Вонмигласов сидит минуту неподвижно, словно без чувств. Он ошеломлен… Глаза его тупо глядят в пространство, на бледном лице пот.
– Было б мне козьей ножкой… – бормочет фельдшер. – Этакая оказия!
Придя в себя, дьячок сует в рот пальцы и на месте больного зуба находит два торчащих выступа.
– Парршивый черт… – выговаривает он. – Насажали вас здесь, иродов, на нашу погибель!
– Поругайся мне еще тут… – бормочет фельдшер, кладя в шкап щипцы. – Невежа… Мало тебя в бурсе березой потчевали… Господин Египетский, Александр Иваныч, в Петербурге лет семь жил… образованность… один костюм рублей сто стоит… да и то не ругался… А ты что за пава такая? Ништо тебе, не околеешь!
Дьячок берет со стола свою просфору и, придерживая щеку рукой, уходит восвояси…
Хамелеон
Через базарную площадь идет полицейский надзиратель Очумелов в новой шинели и с узелком в руке. За ним шагает рыжий городовой с решетом, доверху наполненным конфискованным крыжовником. Кругом тишина… На площади ни души… Открытые двери лавок и кабаков глядят на свет божий уныло, как голодные пасти; около них нет даже нищих.
– Так ты кусаться, окаянная? – слышит вдруг Очумелов. – Ребята, не пущай ее! Нынче не велено кусаться! Держи! А… а!

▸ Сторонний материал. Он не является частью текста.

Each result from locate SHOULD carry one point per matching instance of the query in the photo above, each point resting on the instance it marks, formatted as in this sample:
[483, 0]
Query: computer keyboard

Слышен собачий визг. Очумелов глядит в сторону и видит: из дровяного склада купца Пичугина, прыгая на трех ногах и оглядываясь, бежит собака. За ней гонится человек в ситцевой крахмальной рубахе и расстегнутой жилетке. Он бежит за ней и, подавшись туловищем вперед, падает на землю и хватает собаку за задние лапы. Слышен вторично собачий визг и крик: «Не пущай!» Из лавок высовываются сонные физиономии, и скоро около дровяного склада, словно из земли выросши, собирается толпа.
– Никак беспорядок, ваше благородие!.. – говорит городовой.
Очумелов делает полуоборот налево и шагает к сборищу. Около самых ворот склада, видит он, стоит вышеписанный человек в расстегнутой жилетке и, подняв вверх правую руку, показывает толпе окровавленный палец. На полупьяном лице его как бы написано: «Ужо я сорву с тебя, шельма!» – да и самый палец имеет вид знамения победы. В этом человеке Очумелов узнает золотых дел мастера Хрюкина. В центре толпы, растопырив передние ноги и дрожа всем телом, сидит на земле сам виновник скандала – белый борзой щенок с острой мордой и желтым пятном на спине. В слезящихся глазах его выражение тоски и ужаса.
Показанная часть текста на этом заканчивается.